Carol can then issue the CREATE TABLE film statement as shown in the original article, and commit her changes as follows:
$ pf add caroldev "*" Added 5 objects: constraints: public.film indexes: public.film_pkey tables: public.film types: public._film, public.film $ pf commit --message "Add film table" caroldev Committed revision 2.
Dave can check out version 0.1 as follows:
$ pf checkout postfacto:///repodb/movies/trunk davedev Checked out revision 2.
Behind the scenes, Post Facto has created two additional databases, postfacto_w_caroldev and postfacto_w_davedev, the “working copies” for Carol and Dave, respectively. To install the release in production or in a QA environment, you seemingly need to checkout from the repodb as well, probably requiring remote access to the machine holding the repository.
Technical Note 1: You may need to change max_prepared_transactions, e.g., set it to 3, in postgresql.conf (requires restart) for the checkout to work. Technical Note 2: the pf commands have to be issued under a superuser role (or someone with SELECT permission on pg_authid).
The next step would be for Dave to issue the ALTER TABLE statement to add the length column, as shown previously. Dave would then add and commit his changes with the following:
$ pf add davedev "*" Added 0 objects: $ pf commit -m "Add length column" davedev Committed revision 3.
Similarly, Carol can issue her ALTER TABLE statement to add the rating column and commit her changes using a similar set of commands. The pf log command shows what transpired so far:
$ pf log caroldev Rev Who Created Message 4 carol 2011-03-07 10:31:55 Add rating 3 dave 2011-03-07 10:22:42 Add length column 2 carol 2011-03-07 09:23:41 Add film table 1 manny 2011-03-07 09:19:58 Initial import.
If Manny were to check out postfacto:///repodb/movies/trunk into a new database, say for QA purposes, he would see the table with the two new columns. However, I have not been able to merge or update the changes so that Carol and Dave can see the merged table. The command:
$ pf merge postfacto:///repodb/movies/trunk@4 davedev Merging postfacto:///repodb/movies/trunk@4 into davedev... done.
says it has merged the change at revision 4 into davedev but psql shows that is not the case. The command pf update, which takes a database name and an optional revision number, fails with a Python error: ValueError: too many values to unpack (which I have not investigated further). It appears the only alternative is to use pf checkout --force to force each database to be recreated with the complete new schema.
The process for subsequent releases is essentially the same. Each developer or DBA makes changes to his or her database and commits them to the repository.

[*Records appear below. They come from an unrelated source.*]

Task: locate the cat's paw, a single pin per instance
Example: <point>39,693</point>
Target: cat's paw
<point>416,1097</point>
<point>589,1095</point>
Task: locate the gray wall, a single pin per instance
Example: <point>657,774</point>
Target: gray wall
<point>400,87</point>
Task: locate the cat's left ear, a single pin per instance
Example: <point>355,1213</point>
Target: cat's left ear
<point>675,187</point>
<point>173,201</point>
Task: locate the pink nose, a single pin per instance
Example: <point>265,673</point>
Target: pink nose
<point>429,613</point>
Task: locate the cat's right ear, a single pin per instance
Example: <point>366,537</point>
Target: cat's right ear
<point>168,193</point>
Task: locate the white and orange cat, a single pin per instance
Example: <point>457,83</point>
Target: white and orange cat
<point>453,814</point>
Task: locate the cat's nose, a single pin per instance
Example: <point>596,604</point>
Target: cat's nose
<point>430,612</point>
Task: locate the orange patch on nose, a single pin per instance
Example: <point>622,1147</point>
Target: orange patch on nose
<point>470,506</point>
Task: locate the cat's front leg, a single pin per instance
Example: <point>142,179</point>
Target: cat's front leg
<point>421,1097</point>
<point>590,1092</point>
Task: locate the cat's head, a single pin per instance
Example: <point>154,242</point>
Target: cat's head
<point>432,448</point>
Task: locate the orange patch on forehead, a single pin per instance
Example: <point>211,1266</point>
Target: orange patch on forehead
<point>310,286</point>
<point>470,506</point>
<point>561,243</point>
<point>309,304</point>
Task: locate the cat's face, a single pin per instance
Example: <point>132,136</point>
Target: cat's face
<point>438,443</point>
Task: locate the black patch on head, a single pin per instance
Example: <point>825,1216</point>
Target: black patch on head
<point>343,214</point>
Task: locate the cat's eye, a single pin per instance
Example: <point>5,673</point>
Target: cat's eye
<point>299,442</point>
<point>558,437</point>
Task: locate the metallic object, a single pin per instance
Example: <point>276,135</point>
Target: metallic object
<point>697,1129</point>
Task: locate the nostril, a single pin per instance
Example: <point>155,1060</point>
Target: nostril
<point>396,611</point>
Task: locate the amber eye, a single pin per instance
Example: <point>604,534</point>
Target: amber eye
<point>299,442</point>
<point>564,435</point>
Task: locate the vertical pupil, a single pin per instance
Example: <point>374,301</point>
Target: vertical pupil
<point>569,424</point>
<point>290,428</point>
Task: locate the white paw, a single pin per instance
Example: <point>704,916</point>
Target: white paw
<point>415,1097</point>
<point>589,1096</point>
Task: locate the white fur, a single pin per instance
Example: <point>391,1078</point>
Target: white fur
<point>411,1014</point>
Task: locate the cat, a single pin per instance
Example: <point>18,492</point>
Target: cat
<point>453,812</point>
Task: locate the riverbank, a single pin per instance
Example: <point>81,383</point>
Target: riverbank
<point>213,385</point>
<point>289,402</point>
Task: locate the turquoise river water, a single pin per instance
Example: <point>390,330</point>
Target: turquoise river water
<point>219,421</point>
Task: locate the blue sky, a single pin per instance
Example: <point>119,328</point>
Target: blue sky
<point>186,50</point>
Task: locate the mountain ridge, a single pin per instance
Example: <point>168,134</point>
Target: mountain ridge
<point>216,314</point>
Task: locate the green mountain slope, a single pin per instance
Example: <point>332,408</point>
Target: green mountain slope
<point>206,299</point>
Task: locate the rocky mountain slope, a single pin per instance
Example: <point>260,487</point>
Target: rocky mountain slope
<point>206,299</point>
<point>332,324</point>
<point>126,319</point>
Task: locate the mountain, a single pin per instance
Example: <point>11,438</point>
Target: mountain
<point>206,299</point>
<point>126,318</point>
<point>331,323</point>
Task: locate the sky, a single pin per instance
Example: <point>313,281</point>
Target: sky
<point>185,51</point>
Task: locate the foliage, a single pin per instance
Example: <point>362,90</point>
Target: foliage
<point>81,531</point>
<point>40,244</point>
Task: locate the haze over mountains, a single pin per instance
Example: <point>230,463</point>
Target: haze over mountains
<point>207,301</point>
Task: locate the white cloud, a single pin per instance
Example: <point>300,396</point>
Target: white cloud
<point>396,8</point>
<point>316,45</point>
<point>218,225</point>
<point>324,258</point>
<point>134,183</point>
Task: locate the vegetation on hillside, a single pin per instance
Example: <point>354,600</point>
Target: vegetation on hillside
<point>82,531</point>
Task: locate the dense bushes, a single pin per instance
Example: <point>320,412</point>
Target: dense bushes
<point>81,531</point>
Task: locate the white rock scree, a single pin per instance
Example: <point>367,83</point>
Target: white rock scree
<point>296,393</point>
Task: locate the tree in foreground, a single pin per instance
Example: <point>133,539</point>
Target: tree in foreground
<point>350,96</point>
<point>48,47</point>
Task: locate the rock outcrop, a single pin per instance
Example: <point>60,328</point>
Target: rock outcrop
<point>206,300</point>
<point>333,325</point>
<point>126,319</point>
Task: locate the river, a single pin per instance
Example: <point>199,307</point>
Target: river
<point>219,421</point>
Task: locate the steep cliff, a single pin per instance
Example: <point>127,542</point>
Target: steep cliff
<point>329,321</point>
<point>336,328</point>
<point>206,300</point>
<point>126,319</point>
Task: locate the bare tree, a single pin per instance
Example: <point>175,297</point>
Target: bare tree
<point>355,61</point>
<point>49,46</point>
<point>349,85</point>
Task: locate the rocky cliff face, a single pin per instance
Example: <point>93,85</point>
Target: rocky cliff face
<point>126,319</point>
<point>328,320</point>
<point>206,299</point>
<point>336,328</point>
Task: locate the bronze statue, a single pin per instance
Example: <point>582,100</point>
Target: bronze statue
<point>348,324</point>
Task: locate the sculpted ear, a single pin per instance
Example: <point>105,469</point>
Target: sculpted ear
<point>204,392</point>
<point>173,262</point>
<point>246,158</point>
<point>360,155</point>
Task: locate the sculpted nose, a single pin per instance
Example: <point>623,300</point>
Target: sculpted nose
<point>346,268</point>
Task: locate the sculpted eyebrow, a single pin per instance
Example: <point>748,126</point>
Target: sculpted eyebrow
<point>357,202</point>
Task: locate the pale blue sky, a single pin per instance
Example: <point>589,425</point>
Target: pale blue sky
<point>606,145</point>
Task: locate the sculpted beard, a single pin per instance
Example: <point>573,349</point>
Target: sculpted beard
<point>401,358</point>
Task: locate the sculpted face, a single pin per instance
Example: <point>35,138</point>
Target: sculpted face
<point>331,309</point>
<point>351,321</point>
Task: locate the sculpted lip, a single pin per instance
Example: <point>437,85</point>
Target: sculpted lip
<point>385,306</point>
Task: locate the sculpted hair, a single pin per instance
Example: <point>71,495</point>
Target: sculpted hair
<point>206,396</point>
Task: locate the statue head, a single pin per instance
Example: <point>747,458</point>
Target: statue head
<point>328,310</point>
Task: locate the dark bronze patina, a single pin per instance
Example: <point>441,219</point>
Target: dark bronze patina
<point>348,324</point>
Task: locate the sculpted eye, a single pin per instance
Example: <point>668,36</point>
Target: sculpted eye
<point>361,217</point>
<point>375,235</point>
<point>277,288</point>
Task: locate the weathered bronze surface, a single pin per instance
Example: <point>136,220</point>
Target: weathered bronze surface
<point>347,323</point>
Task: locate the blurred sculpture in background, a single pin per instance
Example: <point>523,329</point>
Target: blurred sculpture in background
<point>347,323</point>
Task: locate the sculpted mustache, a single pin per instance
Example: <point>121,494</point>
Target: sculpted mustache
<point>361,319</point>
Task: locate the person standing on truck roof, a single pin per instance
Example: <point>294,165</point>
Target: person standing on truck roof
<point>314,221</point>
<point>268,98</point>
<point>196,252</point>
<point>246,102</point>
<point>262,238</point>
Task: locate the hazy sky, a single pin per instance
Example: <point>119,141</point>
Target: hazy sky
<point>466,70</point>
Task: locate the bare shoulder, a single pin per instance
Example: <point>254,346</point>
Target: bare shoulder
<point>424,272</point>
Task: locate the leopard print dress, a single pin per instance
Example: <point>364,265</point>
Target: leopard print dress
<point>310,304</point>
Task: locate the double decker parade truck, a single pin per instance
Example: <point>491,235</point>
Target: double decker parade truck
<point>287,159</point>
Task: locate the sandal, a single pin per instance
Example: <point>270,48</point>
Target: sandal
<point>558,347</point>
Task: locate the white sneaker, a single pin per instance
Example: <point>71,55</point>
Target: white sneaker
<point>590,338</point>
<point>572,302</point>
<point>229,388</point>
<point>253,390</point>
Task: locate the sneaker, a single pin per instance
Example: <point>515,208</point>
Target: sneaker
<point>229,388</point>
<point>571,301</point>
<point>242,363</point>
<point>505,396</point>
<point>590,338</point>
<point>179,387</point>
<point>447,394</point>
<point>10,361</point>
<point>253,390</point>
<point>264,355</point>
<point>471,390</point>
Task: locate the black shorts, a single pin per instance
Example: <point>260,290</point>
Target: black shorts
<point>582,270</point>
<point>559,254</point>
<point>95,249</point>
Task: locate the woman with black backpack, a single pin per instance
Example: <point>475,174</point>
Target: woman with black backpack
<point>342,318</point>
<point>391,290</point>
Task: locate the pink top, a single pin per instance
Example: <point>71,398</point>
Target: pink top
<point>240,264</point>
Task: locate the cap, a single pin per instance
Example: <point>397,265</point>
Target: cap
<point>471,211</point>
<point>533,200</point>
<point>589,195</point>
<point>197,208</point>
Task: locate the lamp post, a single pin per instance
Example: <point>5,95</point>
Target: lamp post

Ideally, changes would then be merged so they could continue working with an up-to-date schema.
Post Facto was developed by Robert Brewer while he was at Etsy. He gave a presentation about it at PGCon 2009. In the first 15 minutes of the audio he gives a very useful summary of the typical problems associated with propagating changes to databases and some common solutions.
Post Facto is written in Python (requires 2.3 or higher, but has not been ported to 3.x) and uses pyPgSQL to access PostgreSQL (up to version 8.3). Since it works directly with the catalogs, AFAICT it supports nearly all PostgreSQL features, up to the supported release. As can be seen above, its user inteface was designed to resemble the centralized VCS Subversion.
Regrettably, as noted earlier, Post Facto appears to be an inactive project. Although pyPgSQL is still available its last release was made in June 2006. Aside from the PgCon presentation, a brief description in the project’s home page, and pf‘s usage message its documentation is non-existent.
Post Facto’s concept of using the database as the VC repository is novel. However, it may be argued that doing so separates the database “code,” i.e., the logical structures, from the related application code which still resides in a conventional VCS.